To confirm that these are real roots, we can factor the polynomial: By inspection, $x=1$ is a root ($1^3 - 7(1) + 6 = 1 - 7 + 6 = 0$). Using polynomial division or synthetic division, we can divide $(x^3 - 7x + 6)$ by $(x-1)$: $(x-1)(x^2 + x - 6) = 0$ Further factoring the quadratic: $(x-1)(x+3)(x-2) = 0$ The roots are $x=1, x=-3, x=2$. All these roots are real. The sum of these real roots is $1 + (-3) + 2 = 0$.

3. Tips for Success and Common Mistakes

• Sign Errors: The most common mistake in determinant expansion is getting the signs wrong for the cofactors. Remember the checkerboard pattern of signs: $\begin{pmatrix} + & - & + \\ - & + & - \\ + & - & + \end{pmatrix}$.
• Algebraic Errors: Be extremely careful when expanding products and combining like terms, especially with negative signs.
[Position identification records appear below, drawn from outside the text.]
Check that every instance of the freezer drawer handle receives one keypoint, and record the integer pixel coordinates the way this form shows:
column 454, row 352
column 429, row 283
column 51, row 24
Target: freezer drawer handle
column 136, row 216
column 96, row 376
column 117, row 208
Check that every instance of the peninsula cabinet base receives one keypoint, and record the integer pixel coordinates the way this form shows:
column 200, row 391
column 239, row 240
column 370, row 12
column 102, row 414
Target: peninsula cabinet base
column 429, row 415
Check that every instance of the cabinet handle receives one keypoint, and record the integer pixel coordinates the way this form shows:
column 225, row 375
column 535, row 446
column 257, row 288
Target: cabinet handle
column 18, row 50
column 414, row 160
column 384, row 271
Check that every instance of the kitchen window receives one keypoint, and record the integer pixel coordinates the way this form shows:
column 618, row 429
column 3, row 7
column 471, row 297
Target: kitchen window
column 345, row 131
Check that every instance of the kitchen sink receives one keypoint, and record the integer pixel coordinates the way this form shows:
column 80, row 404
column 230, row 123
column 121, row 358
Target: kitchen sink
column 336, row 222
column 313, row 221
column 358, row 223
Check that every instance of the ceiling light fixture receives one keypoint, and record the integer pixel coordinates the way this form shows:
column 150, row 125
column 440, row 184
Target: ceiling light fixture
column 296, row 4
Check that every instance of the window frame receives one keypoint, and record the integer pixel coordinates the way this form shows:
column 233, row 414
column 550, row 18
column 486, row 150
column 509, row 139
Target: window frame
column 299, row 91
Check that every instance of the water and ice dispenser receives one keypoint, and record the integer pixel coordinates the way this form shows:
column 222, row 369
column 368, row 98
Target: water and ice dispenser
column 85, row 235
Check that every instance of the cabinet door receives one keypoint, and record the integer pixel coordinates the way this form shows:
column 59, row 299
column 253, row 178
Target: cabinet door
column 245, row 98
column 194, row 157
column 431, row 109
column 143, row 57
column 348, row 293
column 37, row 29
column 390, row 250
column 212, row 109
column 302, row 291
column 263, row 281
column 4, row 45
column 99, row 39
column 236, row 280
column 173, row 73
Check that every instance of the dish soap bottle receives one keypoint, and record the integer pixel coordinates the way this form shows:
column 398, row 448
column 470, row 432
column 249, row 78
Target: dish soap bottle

Distribute thoroughly.
• Vieta's Formulas: Ensure you remember the formulas correctly, especially the sign for the sum of roots ($-\frac{b}{a}$).
• Double-Checking: If time permits, expanding the determinant using a different row or column can serve as a good double-check for your polynomial equation.

4. Conclusion By expanding the given $3 \times 3$ determinant, we obtained the cubic equation $x^3 - 7x + 6 = 0$. Using Vieta's formulas, the sum of the roots is given by $-\frac{b}{a}$, where $b=0$ (the coefficient of $x^2$) and $a=1$ (the coefficient of $x^3$). Therefore, the sum of the real roots is $0$.

The final answer is $\boxed{\text{0}}$.